Where am I supposed to look for stock lots of a particular product? For example, if I need to purchase stock of roller blinds, where can I find it? I tried google but no luck.


----------



## Stevesolar (Dec 21, 2012)

opportunist86 said:


> Where am I supposed to look for stock lots of a particular product? For example, if I need to purchase stock of roller blinds, where can I find it? I tried google but no luck.


Have you tried Dragonmart?

You can find most things there in both retail and wholesale lots and prices.

Cheers

Steve


----------



## opportunist86 (Dec 9, 2011)

Stevesolar said:


> Have you tried Dragonmart?
> 
> You can find most things there in both retail and wholesale lots and prices.
> 
> ...


not possible in dragonmart. I'm taking about stock lots ware houses. THey are usually in free zones.


----------



## dizzyizzy (Mar 30, 2008)

Erm, why are you asking where to find them, when you already know they are located at the free zones?


----------



## opportunist86 (Dec 9, 2011)

dizzyizzy said:


> Erm, why are you asking where to find them, when you already know they are located at the free zones?
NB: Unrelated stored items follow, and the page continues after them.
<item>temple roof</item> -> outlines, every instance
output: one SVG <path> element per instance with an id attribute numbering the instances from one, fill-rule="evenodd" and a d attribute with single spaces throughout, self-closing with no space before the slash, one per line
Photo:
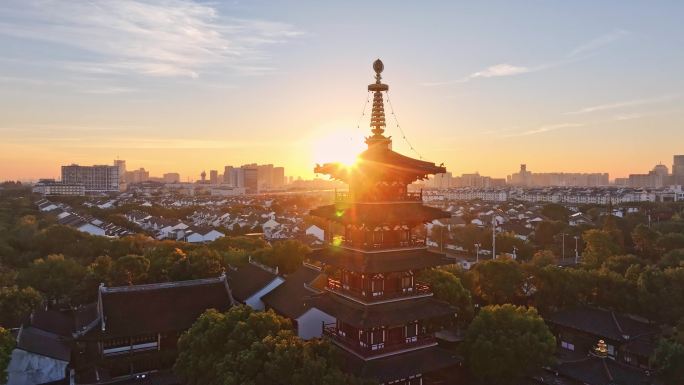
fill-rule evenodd
<path id="1" fill-rule="evenodd" d="M 226 275 L 233 298 L 243 303 L 278 277 L 276 274 L 251 263 L 235 269 L 228 269 Z"/>
<path id="2" fill-rule="evenodd" d="M 336 203 L 317 207 L 309 214 L 343 224 L 395 225 L 427 223 L 451 216 L 438 208 L 423 206 L 421 202 L 392 204 Z"/>
<path id="3" fill-rule="evenodd" d="M 311 259 L 359 273 L 389 273 L 453 263 L 444 254 L 428 251 L 426 248 L 362 252 L 331 246 L 314 250 Z"/>
<path id="4" fill-rule="evenodd" d="M 88 333 L 105 338 L 184 331 L 207 309 L 233 303 L 225 276 L 100 288 L 100 322 Z"/>
<path id="5" fill-rule="evenodd" d="M 342 351 L 340 355 L 344 369 L 359 377 L 373 378 L 382 383 L 446 369 L 462 361 L 453 352 L 439 346 L 369 361 L 364 361 L 346 351 Z"/>
<path id="6" fill-rule="evenodd" d="M 587 385 L 653 384 L 653 378 L 643 370 L 622 364 L 610 358 L 589 356 L 553 367 L 562 376 Z"/>
<path id="7" fill-rule="evenodd" d="M 387 146 L 373 145 L 359 154 L 353 167 L 340 163 L 326 163 L 317 165 L 314 172 L 328 174 L 344 182 L 373 175 L 382 176 L 383 180 L 411 182 L 416 179 L 425 179 L 430 174 L 444 173 L 446 168 L 402 155 Z"/>
<path id="8" fill-rule="evenodd" d="M 547 317 L 546 321 L 616 342 L 634 340 L 658 332 L 658 328 L 648 322 L 587 306 L 558 311 Z"/>
<path id="9" fill-rule="evenodd" d="M 454 316 L 456 308 L 434 298 L 411 298 L 400 301 L 362 305 L 330 292 L 307 300 L 308 307 L 315 307 L 330 314 L 338 321 L 359 329 L 381 326 L 404 325 L 420 319 Z"/>
<path id="10" fill-rule="evenodd" d="M 288 275 L 285 282 L 261 297 L 261 300 L 276 313 L 297 319 L 308 309 L 304 305 L 305 299 L 317 294 L 309 285 L 321 272 L 312 267 L 302 265 L 297 271 Z"/>

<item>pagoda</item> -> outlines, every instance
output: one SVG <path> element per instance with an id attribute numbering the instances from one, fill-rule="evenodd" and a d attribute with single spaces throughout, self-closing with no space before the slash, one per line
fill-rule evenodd
<path id="1" fill-rule="evenodd" d="M 368 149 L 353 166 L 314 169 L 347 183 L 349 191 L 336 191 L 334 204 L 311 211 L 328 224 L 326 246 L 313 255 L 328 277 L 324 293 L 308 305 L 335 318 L 323 325 L 323 335 L 341 348 L 347 370 L 383 384 L 445 383 L 444 373 L 460 361 L 438 346 L 435 333 L 454 322 L 456 310 L 417 276 L 449 263 L 427 249 L 424 225 L 450 215 L 423 205 L 422 192 L 408 186 L 446 169 L 392 151 L 384 134 L 389 87 L 381 82 L 382 61 L 373 69 Z"/>

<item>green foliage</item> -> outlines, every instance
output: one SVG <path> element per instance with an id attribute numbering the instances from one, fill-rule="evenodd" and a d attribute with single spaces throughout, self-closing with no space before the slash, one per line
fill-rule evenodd
<path id="1" fill-rule="evenodd" d="M 625 275 L 627 269 L 633 265 L 643 266 L 645 265 L 644 260 L 635 255 L 614 255 L 608 257 L 601 268 L 618 273 L 620 275 Z"/>
<path id="2" fill-rule="evenodd" d="M 0 326 L 0 384 L 7 382 L 7 366 L 10 363 L 14 344 L 12 333 Z"/>
<path id="3" fill-rule="evenodd" d="M 551 250 L 539 250 L 536 253 L 534 253 L 530 263 L 537 268 L 555 265 L 556 256 L 553 255 L 553 252 Z"/>
<path id="4" fill-rule="evenodd" d="M 464 341 L 466 363 L 484 384 L 517 384 L 550 363 L 556 341 L 534 308 L 487 306 L 475 317 Z"/>
<path id="5" fill-rule="evenodd" d="M 657 246 L 664 253 L 676 249 L 684 249 L 684 234 L 667 233 L 658 239 Z"/>
<path id="6" fill-rule="evenodd" d="M 565 227 L 565 222 L 541 221 L 534 230 L 534 241 L 540 247 L 550 248 L 558 243 L 557 237 Z"/>
<path id="7" fill-rule="evenodd" d="M 0 327 L 19 327 L 43 297 L 31 287 L 0 287 Z"/>
<path id="8" fill-rule="evenodd" d="M 362 384 L 325 341 L 303 341 L 272 311 L 208 310 L 178 341 L 174 371 L 188 385 Z"/>
<path id="9" fill-rule="evenodd" d="M 684 249 L 672 250 L 660 259 L 658 266 L 661 269 L 668 267 L 684 267 Z"/>
<path id="10" fill-rule="evenodd" d="M 21 286 L 31 286 L 48 299 L 68 300 L 76 286 L 86 274 L 86 269 L 73 259 L 61 254 L 51 254 L 36 259 L 26 269 L 19 272 L 17 281 Z"/>
<path id="11" fill-rule="evenodd" d="M 125 255 L 116 261 L 111 268 L 111 280 L 114 285 L 133 285 L 143 283 L 147 278 L 150 261 L 142 255 Z"/>
<path id="12" fill-rule="evenodd" d="M 653 258 L 656 255 L 656 242 L 660 234 L 651 230 L 648 226 L 640 223 L 630 234 L 634 243 L 634 250 L 645 258 Z"/>
<path id="13" fill-rule="evenodd" d="M 430 269 L 422 271 L 418 280 L 430 285 L 435 298 L 456 307 L 460 325 L 470 322 L 473 317 L 473 303 L 470 292 L 463 287 L 460 278 L 443 269 Z"/>
<path id="14" fill-rule="evenodd" d="M 521 265 L 508 258 L 480 262 L 472 270 L 474 293 L 490 305 L 516 302 L 524 279 Z"/>
<path id="15" fill-rule="evenodd" d="M 684 381 L 684 345 L 677 341 L 661 339 L 651 357 L 651 364 L 658 368 L 658 376 L 667 384 Z"/>
<path id="16" fill-rule="evenodd" d="M 606 258 L 622 252 L 620 245 L 606 230 L 585 231 L 582 240 L 585 243 L 582 260 L 589 267 L 599 267 Z"/>
<path id="17" fill-rule="evenodd" d="M 252 256 L 263 264 L 277 266 L 281 273 L 290 274 L 302 265 L 302 261 L 310 252 L 311 249 L 305 244 L 288 239 L 276 242 L 272 248 L 259 249 Z"/>
<path id="18" fill-rule="evenodd" d="M 570 211 L 558 203 L 548 203 L 542 207 L 541 214 L 554 221 L 567 222 Z"/>
<path id="19" fill-rule="evenodd" d="M 209 247 L 218 251 L 244 250 L 255 251 L 266 247 L 266 241 L 257 237 L 222 237 L 209 244 Z"/>

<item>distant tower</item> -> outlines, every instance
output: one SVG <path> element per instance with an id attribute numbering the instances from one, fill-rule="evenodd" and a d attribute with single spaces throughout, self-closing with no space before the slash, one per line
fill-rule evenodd
<path id="1" fill-rule="evenodd" d="M 200 174 L 200 176 L 202 177 L 202 183 L 207 181 L 207 172 L 206 171 L 203 170 L 202 173 Z"/>

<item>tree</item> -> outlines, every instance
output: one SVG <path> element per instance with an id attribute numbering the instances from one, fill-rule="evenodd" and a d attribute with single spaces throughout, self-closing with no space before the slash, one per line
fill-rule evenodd
<path id="1" fill-rule="evenodd" d="M 657 242 L 658 249 L 667 253 L 675 249 L 684 249 L 684 234 L 668 233 L 661 236 Z"/>
<path id="2" fill-rule="evenodd" d="M 430 285 L 435 298 L 449 302 L 455 306 L 458 322 L 465 325 L 473 317 L 473 303 L 470 292 L 461 284 L 461 280 L 454 274 L 443 269 L 424 270 L 418 280 Z"/>
<path id="3" fill-rule="evenodd" d="M 10 363 L 14 337 L 9 330 L 0 327 L 0 384 L 7 382 L 7 365 Z"/>
<path id="4" fill-rule="evenodd" d="M 277 242 L 273 248 L 263 248 L 252 254 L 254 259 L 272 267 L 278 267 L 281 273 L 289 274 L 295 272 L 311 252 L 305 244 L 288 239 Z"/>
<path id="5" fill-rule="evenodd" d="M 61 254 L 51 254 L 44 259 L 36 259 L 19 273 L 18 282 L 31 286 L 50 300 L 70 299 L 86 270 L 71 258 Z"/>
<path id="6" fill-rule="evenodd" d="M 41 302 L 43 297 L 32 287 L 0 287 L 0 327 L 18 327 Z"/>
<path id="7" fill-rule="evenodd" d="M 542 207 L 541 214 L 554 221 L 567 222 L 570 212 L 563 205 L 548 203 Z"/>
<path id="8" fill-rule="evenodd" d="M 485 384 L 515 384 L 549 363 L 556 340 L 534 308 L 487 306 L 464 341 L 468 368 Z"/>
<path id="9" fill-rule="evenodd" d="M 634 249 L 645 258 L 653 258 L 656 254 L 656 241 L 659 235 L 657 231 L 651 230 L 643 223 L 638 224 L 631 233 Z"/>
<path id="10" fill-rule="evenodd" d="M 536 253 L 534 253 L 530 263 L 537 268 L 555 265 L 556 256 L 553 255 L 553 252 L 551 250 L 539 250 Z"/>
<path id="11" fill-rule="evenodd" d="M 557 236 L 564 228 L 564 222 L 541 221 L 534 230 L 534 241 L 541 247 L 550 248 L 558 243 Z"/>
<path id="12" fill-rule="evenodd" d="M 608 257 L 601 267 L 624 276 L 627 273 L 627 269 L 632 265 L 643 266 L 645 263 L 641 258 L 635 255 L 614 255 Z"/>
<path id="13" fill-rule="evenodd" d="M 587 230 L 582 234 L 585 243 L 582 259 L 590 267 L 599 267 L 606 258 L 622 252 L 610 232 L 604 230 Z"/>
<path id="14" fill-rule="evenodd" d="M 207 310 L 181 335 L 174 371 L 188 385 L 362 383 L 335 358 L 327 342 L 299 339 L 272 311 L 235 306 Z"/>
<path id="15" fill-rule="evenodd" d="M 659 376 L 667 384 L 684 381 L 684 345 L 661 339 L 651 357 L 651 364 L 658 368 Z"/>
<path id="16" fill-rule="evenodd" d="M 515 302 L 522 295 L 525 276 L 520 264 L 511 259 L 480 262 L 471 271 L 475 294 L 487 304 Z"/>
<path id="17" fill-rule="evenodd" d="M 662 269 L 668 267 L 684 267 L 684 249 L 672 250 L 660 259 L 658 266 Z"/>
<path id="18" fill-rule="evenodd" d="M 125 255 L 112 265 L 111 279 L 115 285 L 133 285 L 147 278 L 150 260 L 142 255 Z"/>

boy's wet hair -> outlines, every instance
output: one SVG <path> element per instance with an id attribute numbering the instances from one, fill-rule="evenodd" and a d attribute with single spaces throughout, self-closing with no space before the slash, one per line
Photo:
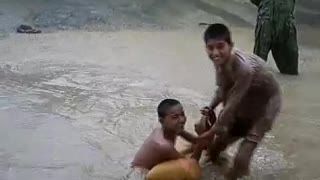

Becuase I also know that free zone is not a single buiding or a small area. I think there are too many ware houses in a free zone. I need to know if there's some directory or other similar service using which I could find what I need.


----------



## dizzyizzy (Mar 30, 2008)

Yes, every free zone has a company directory, which can be easily found by using Google 

For example, Jebel Ali: J.D :: Jebel Ali Free Zone Online Directory


----------